Anissa Bonnefont: Exactly. I'm by no means a fashion fanatic and I met Olivier by accident, because my mother was selling him the house that you see in the film. My mum told me a bit about his story and as mine was quite similar - because even though I didn't go via DASS (the Department of Health and Social Affairs), I was abandoned at the age of three by my biological father and I went looking for him at twenty-three - I asked Olivier if he'd taken the same steps. He told me that he'd tried, but that he'd since abandoned his research. I think Olivier isn't really used to people behaving naturally around him or talking to him off the cuff. As a result, we developed a really close relationship very quickly. I also asked him if he'd ever been asked to take part in a documentary because there are quite a lot of documentaries on fashion, and because it was all pointing towards a very powerful story, given his own particular story and the immense success he'd achieved as such a young man. That's how it all started. 

So your intention was to follow him as he tracked down his biological parents, highlighting the contrast of his backstory with the world of fashion?
What interested me was his own personal research, so clearly we needed him to want to embark upon this research and for me to follow him in his day-to-day life, i.e. the mega exciting world that is the fashion scene.  I wanted to show this contrast, where he started out in particular, and what he has managed to create, because it's a positive message for lots of young people today who feel they don't belong, who can't quite get their bearings, who no longer believe in much.
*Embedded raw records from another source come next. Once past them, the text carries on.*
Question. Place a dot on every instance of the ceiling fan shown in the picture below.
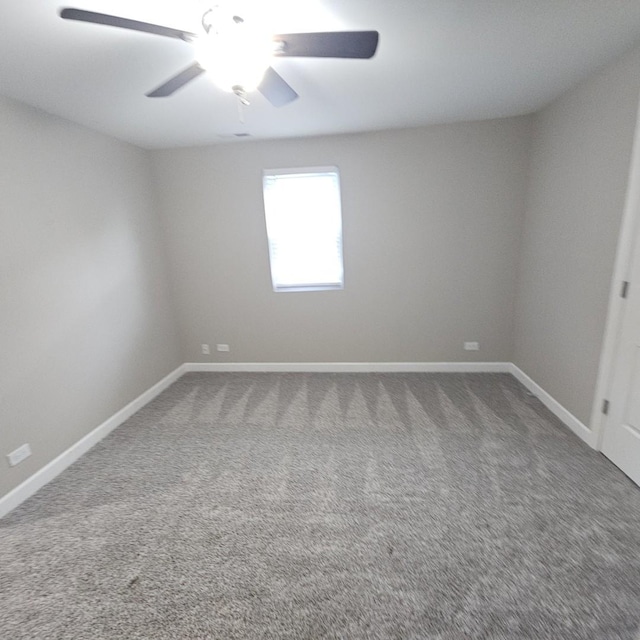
(237, 55)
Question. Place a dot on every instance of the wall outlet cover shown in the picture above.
(19, 454)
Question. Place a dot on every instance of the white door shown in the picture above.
(621, 440)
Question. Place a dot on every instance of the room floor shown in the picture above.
(305, 506)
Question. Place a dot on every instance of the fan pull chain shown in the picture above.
(241, 105)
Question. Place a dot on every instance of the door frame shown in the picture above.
(629, 229)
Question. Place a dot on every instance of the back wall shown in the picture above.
(431, 221)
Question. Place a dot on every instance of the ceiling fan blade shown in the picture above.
(125, 23)
(275, 88)
(336, 44)
(179, 80)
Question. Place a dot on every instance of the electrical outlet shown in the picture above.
(20, 454)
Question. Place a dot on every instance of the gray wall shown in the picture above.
(85, 319)
(431, 221)
(579, 169)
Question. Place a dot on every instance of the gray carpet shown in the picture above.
(307, 506)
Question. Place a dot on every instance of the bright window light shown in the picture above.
(304, 228)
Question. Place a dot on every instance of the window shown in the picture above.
(304, 228)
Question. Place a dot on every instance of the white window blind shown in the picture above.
(304, 228)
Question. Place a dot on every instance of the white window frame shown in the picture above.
(302, 286)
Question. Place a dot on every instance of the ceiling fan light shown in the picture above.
(235, 57)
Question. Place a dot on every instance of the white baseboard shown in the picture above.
(43, 476)
(579, 428)
(352, 367)
(25, 490)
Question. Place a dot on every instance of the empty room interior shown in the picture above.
(320, 320)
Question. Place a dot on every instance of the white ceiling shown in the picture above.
(438, 61)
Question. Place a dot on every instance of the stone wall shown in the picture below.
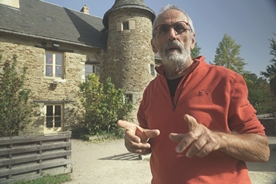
(129, 54)
(270, 126)
(30, 53)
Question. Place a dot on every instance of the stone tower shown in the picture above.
(129, 58)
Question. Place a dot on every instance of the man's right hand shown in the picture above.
(136, 138)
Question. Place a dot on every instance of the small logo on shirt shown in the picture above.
(202, 92)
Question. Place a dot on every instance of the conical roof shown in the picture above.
(120, 4)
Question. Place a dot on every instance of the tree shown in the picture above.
(16, 110)
(227, 55)
(258, 92)
(104, 105)
(270, 74)
(196, 51)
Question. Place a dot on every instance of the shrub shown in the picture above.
(104, 105)
(15, 109)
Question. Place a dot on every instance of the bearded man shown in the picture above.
(194, 118)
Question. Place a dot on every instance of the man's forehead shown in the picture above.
(171, 16)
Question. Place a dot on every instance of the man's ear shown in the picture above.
(154, 49)
(193, 41)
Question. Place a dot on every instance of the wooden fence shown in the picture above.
(31, 157)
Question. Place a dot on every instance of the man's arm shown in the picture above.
(202, 141)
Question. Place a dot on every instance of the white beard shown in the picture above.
(176, 59)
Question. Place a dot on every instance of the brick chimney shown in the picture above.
(85, 9)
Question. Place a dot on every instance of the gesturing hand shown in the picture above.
(136, 138)
(201, 139)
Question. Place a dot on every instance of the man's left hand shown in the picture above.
(201, 140)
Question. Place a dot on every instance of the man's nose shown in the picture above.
(172, 33)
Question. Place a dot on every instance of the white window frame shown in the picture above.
(53, 129)
(53, 64)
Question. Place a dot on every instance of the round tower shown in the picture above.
(129, 58)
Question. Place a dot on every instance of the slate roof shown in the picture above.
(40, 19)
(119, 4)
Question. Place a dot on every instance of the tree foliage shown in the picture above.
(227, 55)
(258, 93)
(270, 73)
(104, 105)
(196, 51)
(15, 109)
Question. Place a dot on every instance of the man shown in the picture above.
(194, 118)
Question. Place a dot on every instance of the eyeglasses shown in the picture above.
(179, 27)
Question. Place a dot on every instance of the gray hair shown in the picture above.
(172, 7)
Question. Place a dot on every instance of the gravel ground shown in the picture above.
(110, 163)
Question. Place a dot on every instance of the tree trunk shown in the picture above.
(273, 98)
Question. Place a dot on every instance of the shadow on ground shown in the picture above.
(124, 156)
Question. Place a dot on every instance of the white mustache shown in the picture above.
(173, 44)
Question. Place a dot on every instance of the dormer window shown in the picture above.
(126, 25)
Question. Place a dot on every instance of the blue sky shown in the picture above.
(251, 23)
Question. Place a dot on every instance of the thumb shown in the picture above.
(127, 125)
(191, 121)
(152, 133)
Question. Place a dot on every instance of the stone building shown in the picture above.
(61, 47)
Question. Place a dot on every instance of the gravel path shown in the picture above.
(110, 163)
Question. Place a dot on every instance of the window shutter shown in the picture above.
(131, 24)
(119, 26)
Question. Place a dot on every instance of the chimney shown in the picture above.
(12, 3)
(85, 9)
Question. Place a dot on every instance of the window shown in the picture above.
(126, 25)
(129, 98)
(89, 68)
(152, 70)
(54, 64)
(53, 116)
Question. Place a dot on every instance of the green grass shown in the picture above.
(49, 179)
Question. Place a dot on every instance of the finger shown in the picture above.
(176, 137)
(136, 147)
(186, 141)
(197, 148)
(126, 125)
(191, 121)
(152, 133)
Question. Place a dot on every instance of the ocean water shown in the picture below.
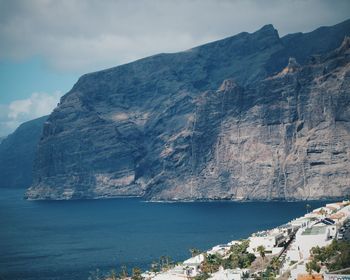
(69, 239)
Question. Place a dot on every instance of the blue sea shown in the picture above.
(69, 239)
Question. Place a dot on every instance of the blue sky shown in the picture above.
(46, 44)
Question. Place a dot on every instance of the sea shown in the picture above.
(78, 239)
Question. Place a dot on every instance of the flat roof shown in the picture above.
(314, 231)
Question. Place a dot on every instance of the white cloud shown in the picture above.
(22, 110)
(91, 34)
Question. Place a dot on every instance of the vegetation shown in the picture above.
(123, 272)
(334, 256)
(312, 266)
(261, 250)
(194, 252)
(239, 256)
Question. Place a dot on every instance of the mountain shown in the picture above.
(232, 119)
(17, 152)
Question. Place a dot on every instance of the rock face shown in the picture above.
(231, 119)
(17, 152)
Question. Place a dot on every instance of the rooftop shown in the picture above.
(314, 231)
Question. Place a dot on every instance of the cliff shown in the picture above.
(17, 152)
(221, 121)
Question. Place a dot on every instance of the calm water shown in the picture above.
(67, 239)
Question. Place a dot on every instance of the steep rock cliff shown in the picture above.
(17, 152)
(215, 122)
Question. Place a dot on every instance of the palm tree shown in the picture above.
(113, 275)
(194, 252)
(275, 263)
(261, 250)
(136, 274)
(123, 272)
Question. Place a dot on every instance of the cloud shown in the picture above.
(84, 36)
(19, 111)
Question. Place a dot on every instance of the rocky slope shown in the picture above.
(220, 121)
(17, 152)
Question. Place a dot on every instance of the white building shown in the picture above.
(271, 240)
(191, 266)
(229, 274)
(222, 249)
(317, 235)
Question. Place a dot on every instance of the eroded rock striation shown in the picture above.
(17, 153)
(248, 117)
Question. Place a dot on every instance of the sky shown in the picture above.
(46, 45)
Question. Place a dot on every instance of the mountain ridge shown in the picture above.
(156, 127)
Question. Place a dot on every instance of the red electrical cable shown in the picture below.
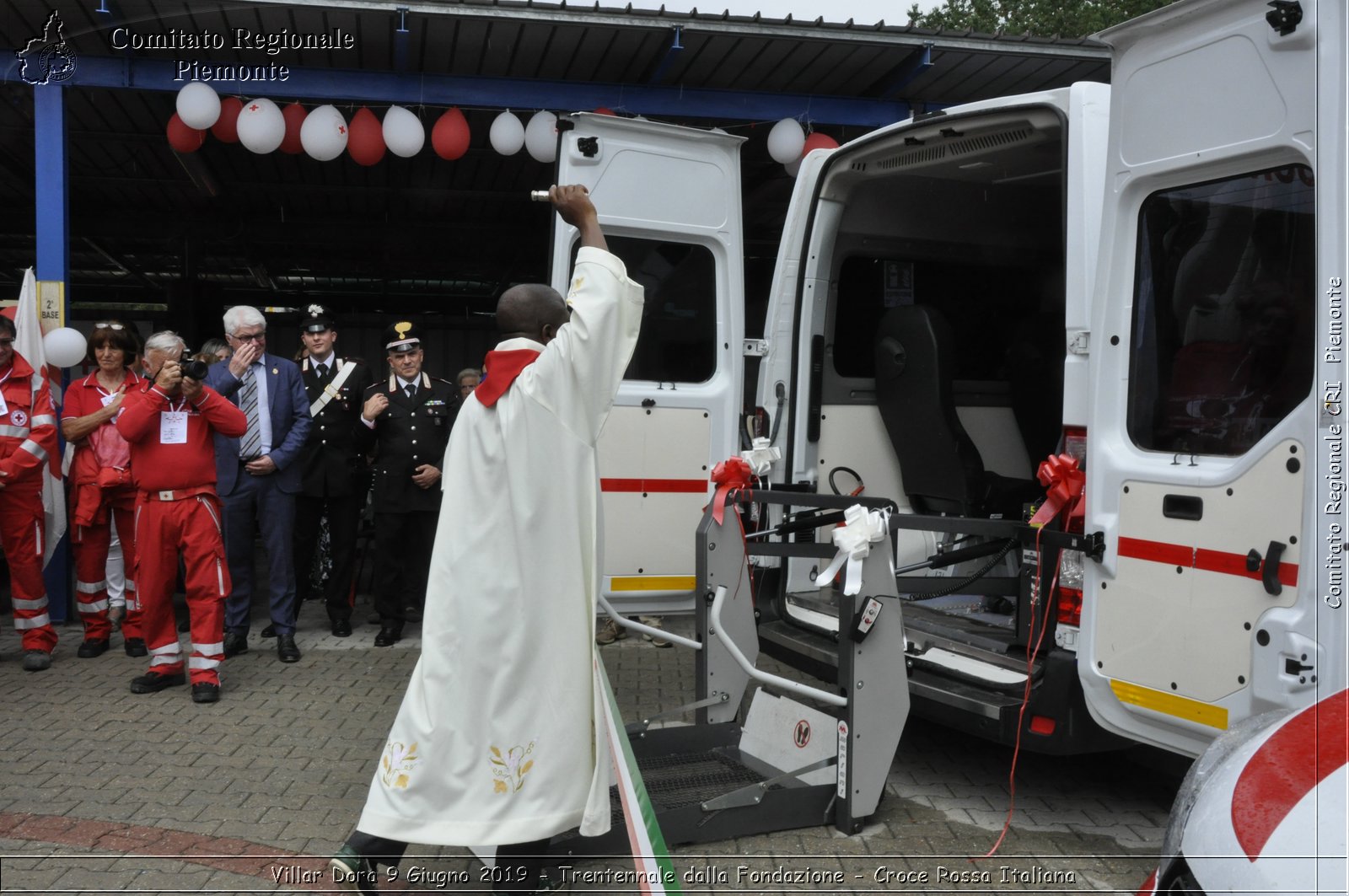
(1029, 667)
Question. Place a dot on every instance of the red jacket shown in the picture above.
(29, 428)
(159, 467)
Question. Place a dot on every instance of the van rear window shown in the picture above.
(678, 343)
(1223, 341)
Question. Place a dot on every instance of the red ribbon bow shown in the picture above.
(728, 475)
(1063, 483)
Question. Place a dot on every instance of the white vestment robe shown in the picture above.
(499, 738)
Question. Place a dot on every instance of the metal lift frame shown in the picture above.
(869, 702)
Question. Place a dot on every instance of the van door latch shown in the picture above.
(1270, 570)
(1286, 17)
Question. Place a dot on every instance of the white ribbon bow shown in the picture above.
(761, 456)
(854, 539)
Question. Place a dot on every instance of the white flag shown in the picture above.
(27, 341)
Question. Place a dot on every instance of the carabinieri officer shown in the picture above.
(332, 467)
(408, 421)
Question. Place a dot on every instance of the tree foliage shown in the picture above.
(1040, 18)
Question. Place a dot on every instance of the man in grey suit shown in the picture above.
(256, 475)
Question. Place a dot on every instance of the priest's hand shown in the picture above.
(573, 207)
(375, 405)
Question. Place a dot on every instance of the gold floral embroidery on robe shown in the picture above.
(397, 764)
(509, 770)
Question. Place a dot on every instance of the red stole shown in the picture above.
(499, 372)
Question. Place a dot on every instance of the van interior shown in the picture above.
(941, 361)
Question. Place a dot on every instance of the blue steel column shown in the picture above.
(53, 263)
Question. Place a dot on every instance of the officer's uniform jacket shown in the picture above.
(331, 458)
(408, 435)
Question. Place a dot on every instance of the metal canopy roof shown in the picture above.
(224, 226)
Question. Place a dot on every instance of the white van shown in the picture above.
(939, 323)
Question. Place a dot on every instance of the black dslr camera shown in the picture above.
(195, 368)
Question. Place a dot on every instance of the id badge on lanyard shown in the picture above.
(173, 428)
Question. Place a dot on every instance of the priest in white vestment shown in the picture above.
(498, 740)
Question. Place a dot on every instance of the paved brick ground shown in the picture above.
(107, 791)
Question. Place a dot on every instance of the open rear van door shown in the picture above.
(669, 202)
(1218, 305)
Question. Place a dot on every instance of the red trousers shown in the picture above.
(91, 548)
(22, 536)
(164, 529)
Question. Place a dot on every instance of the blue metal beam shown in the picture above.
(519, 94)
(917, 61)
(671, 54)
(53, 262)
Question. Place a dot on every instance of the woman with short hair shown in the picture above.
(103, 494)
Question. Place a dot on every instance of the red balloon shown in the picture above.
(818, 142)
(227, 126)
(366, 138)
(449, 135)
(182, 138)
(294, 115)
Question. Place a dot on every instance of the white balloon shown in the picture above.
(541, 137)
(199, 105)
(508, 134)
(404, 132)
(786, 141)
(262, 127)
(64, 347)
(324, 134)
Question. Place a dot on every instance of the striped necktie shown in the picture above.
(249, 404)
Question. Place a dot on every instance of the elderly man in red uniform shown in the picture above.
(169, 424)
(27, 440)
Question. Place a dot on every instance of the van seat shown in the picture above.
(942, 469)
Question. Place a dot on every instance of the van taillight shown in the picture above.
(1076, 444)
(1070, 605)
(1070, 582)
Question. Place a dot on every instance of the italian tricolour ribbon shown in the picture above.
(854, 539)
(1063, 483)
(728, 475)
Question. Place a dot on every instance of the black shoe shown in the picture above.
(94, 648)
(236, 642)
(287, 649)
(153, 682)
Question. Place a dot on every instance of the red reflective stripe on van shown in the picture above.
(687, 486)
(1175, 555)
(1234, 564)
(1171, 555)
(1302, 754)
How about the uncertainty surrounding the filming of the documentary, since you didn't know whether his search for his roots would lead anywhere concrete?
It was a real gamble. There was every probability that we wouldn't find anything in his file. But I thought it was interesting to show what happens when an abandoned child begins his or her search. If there's an empty file, what happens? Obviously, I hoped there would be something in the file which would allow us to take the story further, even though it would lengthen the film shoot. But even if we hadn't found anything it would still have been interesting, because it's also important to show the flaws in this system. Because to be born anonymously in France is a very complicated thing. Now the laws are beginning to change, but they used to be very archaic.

The film is a live form of introspection, of sorts. Searching for our roots, wanting to know our backstory and where we come from...
These are very powerful topics which involve us reaching into the very depths of our souls. It becomes an obsesssion and we ask ourselves lots of questions. I didn't know Olivier Rousteing at all, only his name in relation to his work, but what immediately took me aback - and what I felt was crucial to include in the story - was the deep solitude which characterised  his personal life, this almost awkward silence which reigned in his immense home, where he finds himself alone at the end of days spent surrounded by people and by constant noise and music. It's a solitude that's completely at odds with what we see on Instagram, or what we pick up on when reading or listening to his interviews. 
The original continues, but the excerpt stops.